Volume 17:4, Fall 2016 
Slam Issue

 

spoiled child

a di na seba, l’anglais linga na titi
mwende na d’i pa m‘bol pa anglais
l’anglais n’est que ma quatrieme langue
english is only my fourth language,

it is the baby of the family
the one my mouth spoils
favorite by default
who may one day be sold off by its siblings
in hopes to never return
all of my other tongues have grown so jealous

in my country, we have over 200 dialects
that’s over 200 ways
to say love
to say family
to say I belong to something
that does not want to kill me
that does not want to siphon the gold from
my flesh or the stories from my bones

 

Maritime in Lloum

my grandmother Mami N’toung was a seashell

if you came close enough
you could hear the ocean in her chest
pending you weren’t taken by

the pressure or the drowning

the first time I met Mami N’toung,
there was so much pressure in the room
everything
began
to
sink
she didn’t speak much French or English
from what I could make of her reasons in bamiléké
it was something about: keeping the colonizer’s language
in your mouth, is like eating long expired food

still, I treaded in excitement for stories of Lloum
the cooking of the women in our tribe
wide net fishing trips to Kribi,
swallowing pebbles of the sun from the cup of the Atlantic
how everything smelled like the dialects
I never got to learn

she looked at me with foreign eyes –
I was an unrecognizable place – she searched for my mother
in my face, like a light house
that will bring her to a safe shore

when she could only find my father
she grew into tired waves full of salt;
I was a bad decision a mistake
she didn’t want to be forced to love
The son of the man who ruined her daughter’s life
How the room began to swarm with looks
like sharks that could smell the feast of
unfamiliar blood in the ocean of my family

how she quickly reverted to her shell

all I ever wanted was to be her favorite
pearl, the grandson without an expiration date
but ‘til this day when I think of Mami N’toung
all I can do is

hold my breath.

 

Ode to Anansi

kwaku

you were my first Black superhero

shaped of an eight legged promise:

little black boys

grow up to become sky gods

or infinite tales

bodies folded into a legend

as vast as the night of our skin

& the wet drops of stars

slowly unfurling

Pages Matam is an international artist and educator from Cameroon, Central Africa, currently residing in Washington D.C. He is the Director of Poetry Events for Busboys and Poets, a Callaloo Fellow, and author of The Heart of a Comet (Write Bloody Publishing, 2014), which was named the Best New Book of 2014 by Beltway Poetry Quarterly and was a Teaching for Change bestseller.

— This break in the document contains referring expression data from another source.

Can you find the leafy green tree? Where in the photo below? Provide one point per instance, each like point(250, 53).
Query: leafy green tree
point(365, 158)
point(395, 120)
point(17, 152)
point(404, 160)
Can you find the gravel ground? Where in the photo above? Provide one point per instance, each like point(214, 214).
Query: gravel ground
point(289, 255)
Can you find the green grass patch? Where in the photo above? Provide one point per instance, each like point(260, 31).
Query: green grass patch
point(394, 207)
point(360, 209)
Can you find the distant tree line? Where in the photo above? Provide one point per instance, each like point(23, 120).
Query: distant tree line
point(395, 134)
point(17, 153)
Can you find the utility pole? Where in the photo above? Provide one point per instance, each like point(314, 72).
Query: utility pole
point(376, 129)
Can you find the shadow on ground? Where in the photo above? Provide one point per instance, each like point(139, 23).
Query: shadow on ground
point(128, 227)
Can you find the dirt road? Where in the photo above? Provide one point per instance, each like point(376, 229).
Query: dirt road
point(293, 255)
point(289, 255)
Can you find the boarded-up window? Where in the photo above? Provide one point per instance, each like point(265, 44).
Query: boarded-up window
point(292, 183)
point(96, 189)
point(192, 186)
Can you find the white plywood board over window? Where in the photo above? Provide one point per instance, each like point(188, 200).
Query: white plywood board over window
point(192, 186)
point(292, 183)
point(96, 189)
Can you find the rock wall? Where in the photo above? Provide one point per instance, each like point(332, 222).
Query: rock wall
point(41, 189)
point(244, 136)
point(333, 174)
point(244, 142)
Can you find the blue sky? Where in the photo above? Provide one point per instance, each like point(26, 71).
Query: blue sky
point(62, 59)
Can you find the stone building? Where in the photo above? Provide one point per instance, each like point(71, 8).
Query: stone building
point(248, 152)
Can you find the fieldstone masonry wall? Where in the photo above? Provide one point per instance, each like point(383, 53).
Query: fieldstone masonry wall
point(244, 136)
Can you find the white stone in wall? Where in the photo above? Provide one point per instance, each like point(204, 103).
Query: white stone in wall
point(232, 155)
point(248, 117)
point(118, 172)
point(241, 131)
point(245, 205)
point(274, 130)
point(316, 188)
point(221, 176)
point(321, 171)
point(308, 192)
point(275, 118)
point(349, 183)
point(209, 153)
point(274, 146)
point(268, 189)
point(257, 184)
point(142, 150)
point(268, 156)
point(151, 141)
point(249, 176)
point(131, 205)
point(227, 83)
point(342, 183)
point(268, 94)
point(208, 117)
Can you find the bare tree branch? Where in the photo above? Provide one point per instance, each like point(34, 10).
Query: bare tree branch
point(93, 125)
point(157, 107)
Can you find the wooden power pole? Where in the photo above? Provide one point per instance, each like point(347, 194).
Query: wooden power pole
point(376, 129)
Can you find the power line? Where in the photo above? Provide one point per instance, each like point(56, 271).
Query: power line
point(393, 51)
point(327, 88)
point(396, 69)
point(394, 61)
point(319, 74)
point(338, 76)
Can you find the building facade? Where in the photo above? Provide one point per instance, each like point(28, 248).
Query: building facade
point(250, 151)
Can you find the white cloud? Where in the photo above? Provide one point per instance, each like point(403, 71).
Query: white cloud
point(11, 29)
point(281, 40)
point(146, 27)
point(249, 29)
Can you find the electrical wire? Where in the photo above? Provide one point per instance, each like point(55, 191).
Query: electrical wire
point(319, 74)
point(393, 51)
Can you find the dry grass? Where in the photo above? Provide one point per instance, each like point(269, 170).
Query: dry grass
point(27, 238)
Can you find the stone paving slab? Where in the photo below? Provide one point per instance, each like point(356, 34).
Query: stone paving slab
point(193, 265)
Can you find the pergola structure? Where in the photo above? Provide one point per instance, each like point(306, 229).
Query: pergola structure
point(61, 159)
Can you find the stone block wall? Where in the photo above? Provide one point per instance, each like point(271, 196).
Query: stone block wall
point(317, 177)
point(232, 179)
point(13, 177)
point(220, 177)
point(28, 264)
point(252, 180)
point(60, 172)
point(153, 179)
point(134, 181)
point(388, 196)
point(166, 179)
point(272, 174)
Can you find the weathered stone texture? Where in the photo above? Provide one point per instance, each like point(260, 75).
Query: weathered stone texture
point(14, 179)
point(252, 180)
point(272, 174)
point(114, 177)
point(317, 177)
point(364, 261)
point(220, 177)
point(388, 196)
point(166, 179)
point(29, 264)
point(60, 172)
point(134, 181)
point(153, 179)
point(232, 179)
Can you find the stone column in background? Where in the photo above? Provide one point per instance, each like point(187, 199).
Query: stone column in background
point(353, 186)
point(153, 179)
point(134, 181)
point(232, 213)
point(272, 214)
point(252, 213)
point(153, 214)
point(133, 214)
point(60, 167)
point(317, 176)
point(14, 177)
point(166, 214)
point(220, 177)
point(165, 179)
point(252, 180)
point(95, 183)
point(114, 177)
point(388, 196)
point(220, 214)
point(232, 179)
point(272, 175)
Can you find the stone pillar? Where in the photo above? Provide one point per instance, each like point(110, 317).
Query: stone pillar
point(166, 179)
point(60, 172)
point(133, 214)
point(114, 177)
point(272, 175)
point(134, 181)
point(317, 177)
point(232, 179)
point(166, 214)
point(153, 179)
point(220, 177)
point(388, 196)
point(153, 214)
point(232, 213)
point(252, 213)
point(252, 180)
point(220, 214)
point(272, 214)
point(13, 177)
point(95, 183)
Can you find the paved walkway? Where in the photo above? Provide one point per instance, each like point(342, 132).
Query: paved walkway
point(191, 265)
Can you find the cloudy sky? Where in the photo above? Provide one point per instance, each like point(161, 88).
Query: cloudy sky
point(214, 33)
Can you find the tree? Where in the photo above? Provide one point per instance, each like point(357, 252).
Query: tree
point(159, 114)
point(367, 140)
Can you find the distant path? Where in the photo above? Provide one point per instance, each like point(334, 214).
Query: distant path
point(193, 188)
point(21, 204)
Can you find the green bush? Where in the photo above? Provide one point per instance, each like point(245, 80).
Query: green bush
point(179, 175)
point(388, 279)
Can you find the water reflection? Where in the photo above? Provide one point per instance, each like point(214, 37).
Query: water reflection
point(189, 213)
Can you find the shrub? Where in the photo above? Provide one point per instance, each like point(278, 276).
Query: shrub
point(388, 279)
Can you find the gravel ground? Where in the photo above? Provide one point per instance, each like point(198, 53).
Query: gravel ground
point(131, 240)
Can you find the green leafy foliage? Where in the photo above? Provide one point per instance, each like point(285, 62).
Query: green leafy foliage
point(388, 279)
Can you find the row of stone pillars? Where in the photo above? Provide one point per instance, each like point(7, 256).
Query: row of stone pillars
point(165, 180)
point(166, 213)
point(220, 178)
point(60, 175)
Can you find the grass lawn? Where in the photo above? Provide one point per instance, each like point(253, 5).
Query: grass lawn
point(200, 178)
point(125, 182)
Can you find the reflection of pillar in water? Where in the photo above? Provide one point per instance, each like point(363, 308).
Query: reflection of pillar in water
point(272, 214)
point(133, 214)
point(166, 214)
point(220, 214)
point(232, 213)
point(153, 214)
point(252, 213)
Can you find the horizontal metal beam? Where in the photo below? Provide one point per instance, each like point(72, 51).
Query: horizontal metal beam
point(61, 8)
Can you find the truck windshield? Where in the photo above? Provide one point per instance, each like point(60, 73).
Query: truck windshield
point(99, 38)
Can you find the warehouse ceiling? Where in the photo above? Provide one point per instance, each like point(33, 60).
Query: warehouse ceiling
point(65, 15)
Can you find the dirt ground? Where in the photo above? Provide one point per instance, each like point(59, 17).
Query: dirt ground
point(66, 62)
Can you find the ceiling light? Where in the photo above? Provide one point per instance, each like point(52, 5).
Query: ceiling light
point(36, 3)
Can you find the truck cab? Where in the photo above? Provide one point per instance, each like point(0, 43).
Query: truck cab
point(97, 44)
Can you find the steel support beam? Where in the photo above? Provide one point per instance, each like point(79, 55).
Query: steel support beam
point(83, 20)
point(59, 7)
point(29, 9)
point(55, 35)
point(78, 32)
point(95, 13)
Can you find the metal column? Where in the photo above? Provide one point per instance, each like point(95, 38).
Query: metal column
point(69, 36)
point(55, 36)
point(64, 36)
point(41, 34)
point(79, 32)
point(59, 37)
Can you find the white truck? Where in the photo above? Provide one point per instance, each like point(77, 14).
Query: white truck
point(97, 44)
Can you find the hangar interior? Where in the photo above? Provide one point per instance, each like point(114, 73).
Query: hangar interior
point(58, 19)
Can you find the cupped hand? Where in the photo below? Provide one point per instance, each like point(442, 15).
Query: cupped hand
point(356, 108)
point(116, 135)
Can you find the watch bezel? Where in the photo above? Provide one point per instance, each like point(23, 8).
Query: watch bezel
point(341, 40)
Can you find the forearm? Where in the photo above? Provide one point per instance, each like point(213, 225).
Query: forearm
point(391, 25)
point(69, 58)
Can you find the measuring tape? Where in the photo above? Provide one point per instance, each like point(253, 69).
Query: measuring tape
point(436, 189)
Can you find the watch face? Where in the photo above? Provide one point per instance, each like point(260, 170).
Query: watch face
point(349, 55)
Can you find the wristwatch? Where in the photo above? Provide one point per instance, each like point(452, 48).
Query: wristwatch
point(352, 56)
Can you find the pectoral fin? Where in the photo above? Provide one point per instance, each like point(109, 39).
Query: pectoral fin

A national and 2x regional poetry slam champion, he has passions in the field of education, violence and abuse trauma work, immigration reform, and youth advocacy. He has been a featured artist and performer on Upworthy, Huffington Post, Okay Africa, BET Lyric Cafe, and TV One’s Verses & Flow (Seasons 4 and 5), and at the Pentagon, The John F. Kennedy Center for the Performing Arts, the Apollo Theater, the Smithsonian Folklife Festival, and the Smithsonian African Art Festival.